ZERO HORA 26 de julho de 2015 | N° 18238
VÍTIMAS DE ABRIGOS
Em 11 anos, (quase) nada mudou
Será que morosidade e burocracia são a resposta para estarmos falando de um cenário tão desolador na proteção à infância e à juventude, debatido há anos sem solução efetiva? Depois do alvoroço entre MP e Judiciário, no ano passado, sobre falhas de um ou de outro, a rede decidiu buscar respostas. Em maio, a Corregedoria-Geral da Justiça criou um grupo de trabalho para “estudo a respeito de medidas destinadas ao aumento da eficiência do serviço no âmbito do Juizado Regional da Infância e Juventude”. Vão debater rotinas de trabalho, fluxo de informações.
Devem descobrir, por exemplo, que equipes dos abrigos que precisam trabalhar o vínculo dos acolhidos com familiares não têm acesso a detalhes do andamento da ação de destituição de poder familiar. Então, podem estar aproximando a criança de uma mãe ou de um pai que já perdeu ou está prestes a perder o direito de criar o filho.
Também será avaliado o quesito estrutura. Excluindo o pessoal do regime de exceção, o 2º Juizado da Infância e da Juventude, responsável por ações de acolhimento, de destituição de poder familiar, de adoções e outras, tem apenas uma juíza para zelar por 4,7 mil processos relacionados a 3,4 mil crianças na Capital. O prazo para o grupo de trabalho dar respostas é de 90 dias, prorrogáveis por mais 90.

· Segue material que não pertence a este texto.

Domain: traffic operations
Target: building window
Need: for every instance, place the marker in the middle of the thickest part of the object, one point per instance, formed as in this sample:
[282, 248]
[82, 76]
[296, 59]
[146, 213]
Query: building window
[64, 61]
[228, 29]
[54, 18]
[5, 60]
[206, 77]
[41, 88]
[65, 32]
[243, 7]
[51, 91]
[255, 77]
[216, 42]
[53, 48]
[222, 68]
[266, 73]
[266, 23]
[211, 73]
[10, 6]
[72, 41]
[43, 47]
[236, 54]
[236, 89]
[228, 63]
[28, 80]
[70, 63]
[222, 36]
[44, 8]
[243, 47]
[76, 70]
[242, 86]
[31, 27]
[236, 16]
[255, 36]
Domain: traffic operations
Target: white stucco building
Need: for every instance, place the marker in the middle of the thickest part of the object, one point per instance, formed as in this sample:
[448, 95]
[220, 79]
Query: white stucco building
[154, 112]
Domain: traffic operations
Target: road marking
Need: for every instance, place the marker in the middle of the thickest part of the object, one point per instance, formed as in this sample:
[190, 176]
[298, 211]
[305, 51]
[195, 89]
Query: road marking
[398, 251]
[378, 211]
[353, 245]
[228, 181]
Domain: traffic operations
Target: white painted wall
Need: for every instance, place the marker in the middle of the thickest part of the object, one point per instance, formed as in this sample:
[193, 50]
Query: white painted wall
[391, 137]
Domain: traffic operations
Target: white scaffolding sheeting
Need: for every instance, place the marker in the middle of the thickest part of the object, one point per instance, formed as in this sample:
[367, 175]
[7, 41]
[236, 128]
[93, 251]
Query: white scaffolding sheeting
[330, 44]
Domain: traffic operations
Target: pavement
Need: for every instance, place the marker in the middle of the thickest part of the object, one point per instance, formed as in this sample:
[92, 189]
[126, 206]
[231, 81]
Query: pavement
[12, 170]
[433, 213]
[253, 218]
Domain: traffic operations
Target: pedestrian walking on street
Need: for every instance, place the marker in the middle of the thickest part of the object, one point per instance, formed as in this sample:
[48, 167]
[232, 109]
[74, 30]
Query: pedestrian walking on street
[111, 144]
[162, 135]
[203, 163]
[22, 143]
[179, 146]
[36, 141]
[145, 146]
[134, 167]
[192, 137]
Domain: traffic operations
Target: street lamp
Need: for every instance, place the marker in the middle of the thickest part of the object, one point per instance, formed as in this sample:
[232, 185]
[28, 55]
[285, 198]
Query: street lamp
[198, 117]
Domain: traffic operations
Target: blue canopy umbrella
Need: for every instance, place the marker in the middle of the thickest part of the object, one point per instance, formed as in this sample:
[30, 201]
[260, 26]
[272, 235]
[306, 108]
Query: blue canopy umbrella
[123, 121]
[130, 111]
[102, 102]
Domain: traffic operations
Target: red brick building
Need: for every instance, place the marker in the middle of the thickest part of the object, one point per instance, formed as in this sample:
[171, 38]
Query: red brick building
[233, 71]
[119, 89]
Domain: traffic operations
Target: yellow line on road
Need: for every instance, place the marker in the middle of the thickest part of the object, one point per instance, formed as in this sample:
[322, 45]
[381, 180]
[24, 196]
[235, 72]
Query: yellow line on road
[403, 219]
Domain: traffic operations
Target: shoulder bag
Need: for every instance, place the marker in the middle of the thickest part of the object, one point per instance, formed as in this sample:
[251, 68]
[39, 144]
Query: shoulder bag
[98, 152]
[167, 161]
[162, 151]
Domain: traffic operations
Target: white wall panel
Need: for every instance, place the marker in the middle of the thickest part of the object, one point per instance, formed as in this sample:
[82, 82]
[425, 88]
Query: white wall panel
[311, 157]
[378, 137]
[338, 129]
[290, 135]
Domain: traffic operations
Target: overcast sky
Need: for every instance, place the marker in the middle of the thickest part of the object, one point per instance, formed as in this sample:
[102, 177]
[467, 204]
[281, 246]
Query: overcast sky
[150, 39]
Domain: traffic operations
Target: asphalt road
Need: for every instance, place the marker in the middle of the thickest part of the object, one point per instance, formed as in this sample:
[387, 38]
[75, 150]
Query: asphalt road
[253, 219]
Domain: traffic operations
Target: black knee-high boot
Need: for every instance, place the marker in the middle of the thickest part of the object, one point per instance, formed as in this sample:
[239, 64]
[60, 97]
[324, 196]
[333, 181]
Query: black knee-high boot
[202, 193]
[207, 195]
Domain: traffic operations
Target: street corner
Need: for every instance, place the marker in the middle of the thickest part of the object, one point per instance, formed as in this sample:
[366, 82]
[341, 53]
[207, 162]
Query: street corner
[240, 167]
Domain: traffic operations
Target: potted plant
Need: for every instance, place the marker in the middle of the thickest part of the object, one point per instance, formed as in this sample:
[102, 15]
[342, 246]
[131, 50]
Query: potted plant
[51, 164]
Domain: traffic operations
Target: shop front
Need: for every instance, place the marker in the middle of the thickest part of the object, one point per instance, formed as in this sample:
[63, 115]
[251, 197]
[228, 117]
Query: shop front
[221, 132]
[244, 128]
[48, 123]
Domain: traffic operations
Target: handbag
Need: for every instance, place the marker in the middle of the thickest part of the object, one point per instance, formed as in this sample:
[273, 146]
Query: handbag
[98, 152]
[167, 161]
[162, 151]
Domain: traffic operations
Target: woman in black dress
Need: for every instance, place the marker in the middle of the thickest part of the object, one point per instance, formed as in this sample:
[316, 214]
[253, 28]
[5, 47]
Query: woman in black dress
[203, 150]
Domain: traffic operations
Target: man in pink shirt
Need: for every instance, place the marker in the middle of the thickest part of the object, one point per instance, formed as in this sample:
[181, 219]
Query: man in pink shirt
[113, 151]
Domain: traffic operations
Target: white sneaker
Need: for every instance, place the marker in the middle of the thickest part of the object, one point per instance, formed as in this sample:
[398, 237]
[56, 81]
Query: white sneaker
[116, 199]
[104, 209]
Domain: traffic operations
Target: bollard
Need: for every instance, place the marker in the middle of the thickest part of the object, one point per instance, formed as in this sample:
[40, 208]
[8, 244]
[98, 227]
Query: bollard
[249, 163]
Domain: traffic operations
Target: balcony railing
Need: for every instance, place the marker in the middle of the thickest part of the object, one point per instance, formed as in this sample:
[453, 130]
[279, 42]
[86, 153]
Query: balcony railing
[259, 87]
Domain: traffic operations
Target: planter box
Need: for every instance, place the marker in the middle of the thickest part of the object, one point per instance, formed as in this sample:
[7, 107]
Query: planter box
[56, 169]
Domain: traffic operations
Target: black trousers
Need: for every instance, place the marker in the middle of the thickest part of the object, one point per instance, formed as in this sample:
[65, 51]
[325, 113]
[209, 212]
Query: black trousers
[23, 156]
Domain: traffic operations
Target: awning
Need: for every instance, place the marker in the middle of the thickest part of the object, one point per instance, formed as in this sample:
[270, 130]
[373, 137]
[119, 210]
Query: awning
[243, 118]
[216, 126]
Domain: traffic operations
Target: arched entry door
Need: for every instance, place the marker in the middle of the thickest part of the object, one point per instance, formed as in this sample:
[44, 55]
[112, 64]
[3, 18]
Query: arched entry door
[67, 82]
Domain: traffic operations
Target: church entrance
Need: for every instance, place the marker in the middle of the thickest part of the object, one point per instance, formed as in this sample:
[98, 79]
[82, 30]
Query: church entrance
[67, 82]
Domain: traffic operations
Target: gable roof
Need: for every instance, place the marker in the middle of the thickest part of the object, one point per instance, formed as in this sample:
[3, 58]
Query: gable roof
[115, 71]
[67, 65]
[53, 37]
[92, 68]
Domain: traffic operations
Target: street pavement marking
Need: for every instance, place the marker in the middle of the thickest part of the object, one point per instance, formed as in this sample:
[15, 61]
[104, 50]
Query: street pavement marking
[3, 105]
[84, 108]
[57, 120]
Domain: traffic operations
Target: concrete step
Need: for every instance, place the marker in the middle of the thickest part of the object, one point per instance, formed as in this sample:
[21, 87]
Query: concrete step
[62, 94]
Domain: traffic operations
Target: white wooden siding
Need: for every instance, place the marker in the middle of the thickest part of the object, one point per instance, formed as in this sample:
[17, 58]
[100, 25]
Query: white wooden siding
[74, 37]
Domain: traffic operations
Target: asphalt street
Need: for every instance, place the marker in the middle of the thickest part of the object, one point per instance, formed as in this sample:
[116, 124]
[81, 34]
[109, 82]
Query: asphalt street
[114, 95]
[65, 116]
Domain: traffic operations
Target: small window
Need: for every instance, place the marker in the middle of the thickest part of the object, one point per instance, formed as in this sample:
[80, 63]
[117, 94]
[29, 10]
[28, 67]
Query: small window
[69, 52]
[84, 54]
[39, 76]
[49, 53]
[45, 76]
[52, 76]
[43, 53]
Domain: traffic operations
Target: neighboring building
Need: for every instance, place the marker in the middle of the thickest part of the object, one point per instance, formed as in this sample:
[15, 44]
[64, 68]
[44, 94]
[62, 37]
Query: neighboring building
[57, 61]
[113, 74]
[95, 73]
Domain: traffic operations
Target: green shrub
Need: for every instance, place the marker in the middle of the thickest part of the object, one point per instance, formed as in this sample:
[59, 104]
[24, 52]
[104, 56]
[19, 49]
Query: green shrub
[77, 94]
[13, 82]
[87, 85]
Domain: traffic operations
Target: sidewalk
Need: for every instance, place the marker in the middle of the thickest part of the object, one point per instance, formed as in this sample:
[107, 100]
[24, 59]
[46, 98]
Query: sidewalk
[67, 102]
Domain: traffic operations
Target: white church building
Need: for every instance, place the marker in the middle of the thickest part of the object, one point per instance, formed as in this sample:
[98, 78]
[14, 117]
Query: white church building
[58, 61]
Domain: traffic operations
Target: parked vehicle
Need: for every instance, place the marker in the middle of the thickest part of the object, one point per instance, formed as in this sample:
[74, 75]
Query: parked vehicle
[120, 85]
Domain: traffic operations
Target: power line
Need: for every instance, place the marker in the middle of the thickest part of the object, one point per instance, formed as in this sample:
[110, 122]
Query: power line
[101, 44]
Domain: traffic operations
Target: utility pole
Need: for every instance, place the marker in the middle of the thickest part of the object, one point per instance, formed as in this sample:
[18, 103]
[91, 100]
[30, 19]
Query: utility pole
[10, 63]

Talvez venha daí explicação para casos como o do João-de-Barro, que há tanto tempo é um exemplo perfeito do que não deu certo. Há 11 anos, ZH flagrou a rotina no abrigo Municipal Ingá Brita, que com o projeto Figueira virou João-de-Barro e Quero-Quero. Quando anoitecia, jovens saíam pelo telhado para consumir drogas na calçada próxima ao abrigo. Também eram conhecidos na região por pedir esmolas e pela prática de furtos e de roubos. Quando a reportagem foi publicada, em maio de 2004, houve corre-corre, reuniões, explicações. Funcionários confirmaram os problemas como sendo antigos, disseram sofrer ameaças dos acolhidos e ter medo. O MP abriu procedimento de investigação. A Fasc anunciou providências.
O SISTEMA DE ACOLHIMENTO NÃO FUNCIONA, DIZ ESPECIALISTA
O resultado está nas páginas que você leu até aqui. Quase nada mudou. Só em relação ao João-de-Barro há na Justiça duas ações para apurar irregularidades. Expedientes tramitam sem uma solução que traga, de fato, a proteção prevista em lei. São périplos que se perdem no tempo, enquanto as crianças crescem longe dos lares dos sonhos. Na edição de segunda-feira, ZH mostrará que denúncias de irregularidades nos abrigos motivaram a abertura de 54 procedimentos administrativos pelo MP só em Porto Alegre, 13% deles para apurar casos de abuso sexual, 17% maus-tratos e 40% negligência no atendimento.
Depois de atuar por anos na fiscalização de abrigos, o hoje desembargador José Antônio Daltoé Cézar atesta:
– O sistema de acolhimento institucional está ultrapassado, não funciona. É preciso pensar alternativas, como o acolhimento em famílias que recebam verba para isso. As crianças não podem ficar anos nesses lugares. Dados do Conselho Nacional de Justiça mostram que uma criança de seis anos tem 4% de chance de ser adotada. Uma de nove anos, 0% de chance. Dos 50 mil acolhidos no Brasil hoje, só 10% estão com situação jurídica definida. Então o que estamos fazendo com essas crianças em instituições sem condições?
Em agosto, a juíza Sonáli completa 10 meses à frente das audiências concentradas, um mutirão que foi criado para durar um ano. Já está na segunda rodada de visitas, ou seja, retornando às casas em que esteve no semestre passado, e nelas, tem esbarrado nos mesmos e em novos problemas.
– Estamos falando de uma população invisível, que não tem ninguém que brigue por ela, que cobre do MP, do Judiciário, de todos os entes do poder público o que estão deixando de fazer por quem deveria ser prioridade – desabafa.
Além do esmero com que faz e cuida de seus ninhos, bem visíveis pela cidade, o joão-de-barro deixa outro exemplo para quem tem a responsabilidade de zelar com prioridade por crianças e adolescentes: cuida de seus filhotes até que tenham idade para enfrentar o mundo sozinhos.